Visa (V) Options Signal Bullish Bias: Key Strike Levels and Crypto-Driven Opportunities
- Visa’s price dips slightly to $345.98, but options data shows heavy call open interest at strikes like $350 and $352.50.
- Put/call ratio of 0.79 (calls dominate) suggests a net bullish bias, with block trades hinting at strategic positioning.
- News highlights Visa’s crypto push and AI-driven fraud tools, aligning with options activity.
Here’s the thing: the market is pricing in a near-term upside breakout for VisaV--. The options data and technicals point to a high-probability trade setup, but there are risks if the stock stumbles below key levels. Let’s break it down.
Bullish Sentiment in Options: Calls Dominate at Key StrikesVisa’s options chain is packed with action at specific strike levels. For Friday expiration, the top call open interest sits at $352.50 (2,019 contracts), $350 (1,369), and $355 (1,272). Puts are concentrated at $335 (1,355) and $330 (1,323). This isn’t random—the call skew suggests traders are betting on a push above $350, while puts act as a hedge against a drop below $335.
The block trade at $350 (V20251017C350) with 750 contracts is telling. It’s a big bet that Visa will clear $350 before October 17. Combine that with the heavy call OI at $350–$355, and you get a picture of institutional confidence in a short-term rally. But don’t ignore the puts: if the stock gaps down, those $335–$330 strikes could trigger panic selling.
Crypto and AI News Fuel the Bull CaseVisa’s recent headlines are all about crypto and AI. Analysts at Wells Fargo and KeyBanc highlight its stablecoin partnerships and B2B payment expansions. The company’s push into the $2 trillion stablecoin market—plus AI-driven fraud tools—positions it to outperform in a sector still finding its footing.
This isn’t just hype. The $345.98 price tag is already factoring in some of this optimism, but the options data shows traders are hedging their bets. If Visa’s crypto initiatives gain traction (and the news suggests they will), the stock could surge past $350. But if regulatory headwinds or market saturation hit, the puts at $335 could become a lifeline.

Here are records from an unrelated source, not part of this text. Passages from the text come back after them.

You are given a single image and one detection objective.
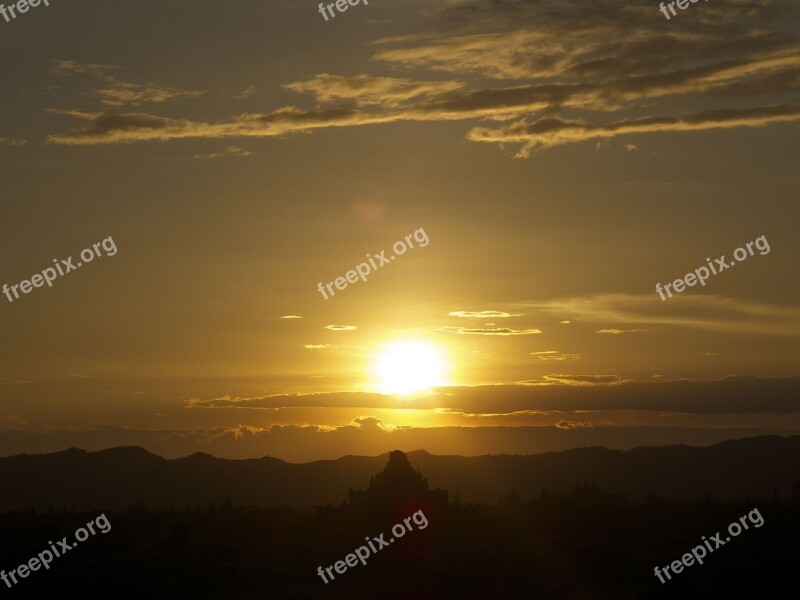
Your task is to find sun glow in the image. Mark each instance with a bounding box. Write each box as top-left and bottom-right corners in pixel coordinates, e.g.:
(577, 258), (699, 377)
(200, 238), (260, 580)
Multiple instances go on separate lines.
(372, 341), (449, 395)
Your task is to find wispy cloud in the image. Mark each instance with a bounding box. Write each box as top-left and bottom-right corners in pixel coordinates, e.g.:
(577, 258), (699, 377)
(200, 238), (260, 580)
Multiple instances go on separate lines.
(283, 74), (464, 106)
(51, 59), (204, 107)
(531, 350), (583, 361)
(235, 85), (257, 100)
(194, 145), (252, 159)
(449, 310), (523, 318)
(50, 59), (119, 78)
(596, 328), (648, 335)
(94, 81), (204, 107)
(324, 325), (357, 331)
(542, 374), (624, 385)
(529, 294), (800, 337)
(467, 104), (800, 157)
(438, 326), (541, 335)
(0, 137), (27, 146)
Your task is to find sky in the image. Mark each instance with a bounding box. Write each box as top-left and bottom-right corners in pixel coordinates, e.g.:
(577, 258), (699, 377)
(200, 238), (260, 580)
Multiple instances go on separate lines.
(1, 0), (798, 461)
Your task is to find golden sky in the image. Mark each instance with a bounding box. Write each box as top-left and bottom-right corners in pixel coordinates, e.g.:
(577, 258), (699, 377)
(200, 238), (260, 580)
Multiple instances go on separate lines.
(1, 0), (798, 460)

Actionable Trades: Calls for Friday, Puts for Next WeekFor options traders, the V20251017C350 call is a standout. With 750 contracts traded and 1,369 open interest, it’s the most liquid strike for Friday. If Visa closes above $350, this call could see a 20%+ move. For a longer play, the $355 call expiring next Friday (1,482 OI) offers leverage if the stock breaks out.
On the stock side, here’s the plan:
- Entry near $344.50 (middle Bollinger Band) if support holds.
- Target $354.57 (upper Bollinger Band) if the $350 level is cleared.
- Stop-loss below $341.58 (30D support).
Puts at $335 (V20251017P335) are a safer bet for next week if the stock dips. They offer downside protection without tying up too much capital.
Volatility on the Horizon: Bullish Trends AheadVisa’s technicals and options data paint a clear picture: the market is pricing in a breakout. The RSI at 49.36 and MACD near zero suggest the stock is in a consolidation phase, but the heavy call OI and block trades imply a shift is coming.
The risks? If Visa can’t hold $344.50, the 200D support at $349.41 could crumble, dragging the stock toward $334.04 (lower Bollinger Band). But given the news flow and options activity, I’d lean bullish. The crypto and AI narratives are too strong to ignore—and the options market is already betting on it.
Bottom line: This is a high-conviction trade for the next two weeks. If Visa cracks $350, the rally could be explosive. But keep an eye on those support levels. In trading, as in life, you can’t chase a falling knife—or a rising star.